The defendant claims that it was not. She had been in bed at the time in question. The computer could be used by anyone in the family using an internal password. At night, the computer is also always switched off. The WLAN access was properly encrypted via WPA 2 and secured with a password. The family had talked about not downloading protected content and had agreed not to use file-sharing software. It had not been possible to clarify who had used the PC. Therefore, it could only have been an independent data transfer or a hacker attack. Apart from the operating system and the usual user software, no additional program, in particular no file-sharing software, had been installed on her PC.

The court-appointed expert had come to the conclusion that the findings of the commissioned service provider disputed by the defendant were correct.

However, the competent judge at the Munich Local Court ruled in favor of the plaintiff.

If an infringement is committed via an Internet connection, the owner of the connection bears a secondary burden of proof. He complies with this requirement by stating whether other persons and, if so, which other persons had independent access to his Internet connection and could be considered the perpetrators of the infringement. In this respect, the owner of the connection is also obligated to make inquiries within the scope of what is reasonable (…) Thus, it cannot be sufficient that, in the light of the family, the general possibility of Internet access by family members alone is sufficient to meet the secondary burden of proof. Rather, concrete investigations of the time of the crime are required (…). The Federal Court of Justice even goes so far as to require the owner of the connection to investigate the situation of use at the specific time of the crime and to report the findings, even if this means that a family member must be named as the perpetrator. (…) The defendant pleaded that the other family members also had access, that the computer had been switched off at night and that it must have been an independent data transfer (…). These explanations cannot satisfy the requirements of the secondary burden of proof. (…)

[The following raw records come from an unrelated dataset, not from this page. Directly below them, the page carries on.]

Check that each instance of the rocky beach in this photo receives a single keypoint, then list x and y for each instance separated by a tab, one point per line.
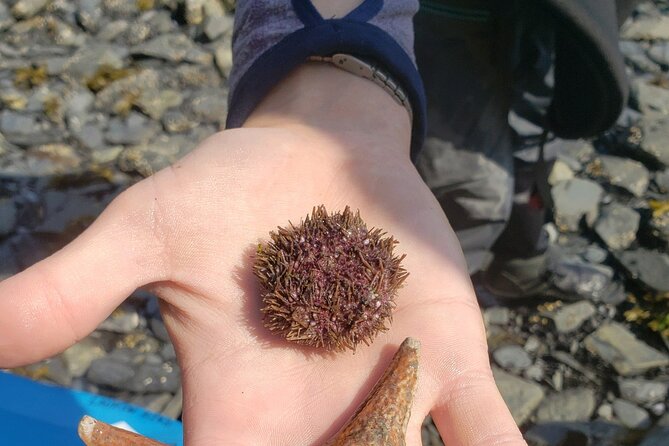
97	94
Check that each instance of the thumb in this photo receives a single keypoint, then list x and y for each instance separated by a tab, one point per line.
60	300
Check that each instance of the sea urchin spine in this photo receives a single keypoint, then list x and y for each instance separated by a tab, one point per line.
329	282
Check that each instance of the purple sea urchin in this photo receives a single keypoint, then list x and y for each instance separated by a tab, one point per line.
329	282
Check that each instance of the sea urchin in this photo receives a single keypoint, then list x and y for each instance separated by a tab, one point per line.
329	282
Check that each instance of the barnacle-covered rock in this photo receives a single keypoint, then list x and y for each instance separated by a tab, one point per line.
329	282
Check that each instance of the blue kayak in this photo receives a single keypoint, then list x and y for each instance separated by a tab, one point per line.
36	414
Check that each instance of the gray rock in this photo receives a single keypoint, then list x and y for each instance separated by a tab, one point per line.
655	137
512	357
572	274
7	216
27	129
574	199
643	391
155	103
216	26
134	129
617	226
576	404
496	316
659	53
171	47
649	267
521	396
560	172
646	28
24	9
625	173
81	355
649	98
616	345
631	415
124	319
569	318
636	56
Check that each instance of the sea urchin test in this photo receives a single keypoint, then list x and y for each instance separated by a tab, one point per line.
329	282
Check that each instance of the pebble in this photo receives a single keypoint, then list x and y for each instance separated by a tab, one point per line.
575	404
643	391
617	226
617	346
627	174
649	267
575	199
569	318
521	396
631	415
512	357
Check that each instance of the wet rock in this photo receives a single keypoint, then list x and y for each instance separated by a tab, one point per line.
655	136
617	226
7	216
81	355
216	26
512	357
521	396
631	415
569	318
573	275
649	98
576	404
575	199
24	9
616	345
170	47
496	316
649	267
646	28
625	173
560	172
123	320
135	129
642	391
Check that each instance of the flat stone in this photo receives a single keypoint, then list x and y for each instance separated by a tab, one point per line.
171	47
649	98
625	173
576	404
617	226
123	320
617	346
655	137
560	172
7	216
649	267
24	9
646	28
631	415
575	199
643	391
512	357
569	318
134	129
521	396
79	357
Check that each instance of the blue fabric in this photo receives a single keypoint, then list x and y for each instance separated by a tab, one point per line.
324	37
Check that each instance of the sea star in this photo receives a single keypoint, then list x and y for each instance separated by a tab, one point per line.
381	419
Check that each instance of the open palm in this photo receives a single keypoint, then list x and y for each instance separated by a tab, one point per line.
190	231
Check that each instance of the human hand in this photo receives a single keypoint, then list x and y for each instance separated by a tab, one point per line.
188	232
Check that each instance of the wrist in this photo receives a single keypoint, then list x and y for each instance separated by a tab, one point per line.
354	112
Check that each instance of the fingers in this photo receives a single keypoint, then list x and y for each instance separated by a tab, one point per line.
61	299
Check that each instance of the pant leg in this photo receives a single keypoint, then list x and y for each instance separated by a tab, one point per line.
467	66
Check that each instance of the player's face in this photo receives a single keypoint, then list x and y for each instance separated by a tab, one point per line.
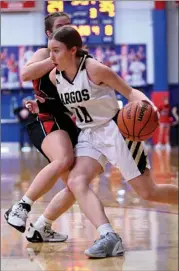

As far as the amount of damages to be paid by the defendant is concerned, (…) a retrieval license fee for legal retrieval of 11.76 euros (…) is to be assumed. (…) Here, the large number of distribution of the work due to the anonymous users behind the file sharing networks and the larger size of the file compared to a music title must be taken into account. Furthermore, the topicality of the work, already described above, must be taken into account. Since, in the opinion of the court, larger numbers of purchasers can be reached due to the distribution in an anonymous network, but the retrieval period is more likely to be regarded as a short-term provision and the work also has a larger volume, which leads to a greater expenditure of time in retrieving the file, the court estimates the number of retrievals to be assumed in a hypothetical conclusion of the contract at 100. Thus, according to the court’s estimate, a call-off license could have been agreed at 1,176 euros and thus this also represents the damages to be awarded here.

The court also awarded compensation for attorney’s fees of 107.50 euros twice. The judgment is final after dismissal of the appeal on April 29, 2020.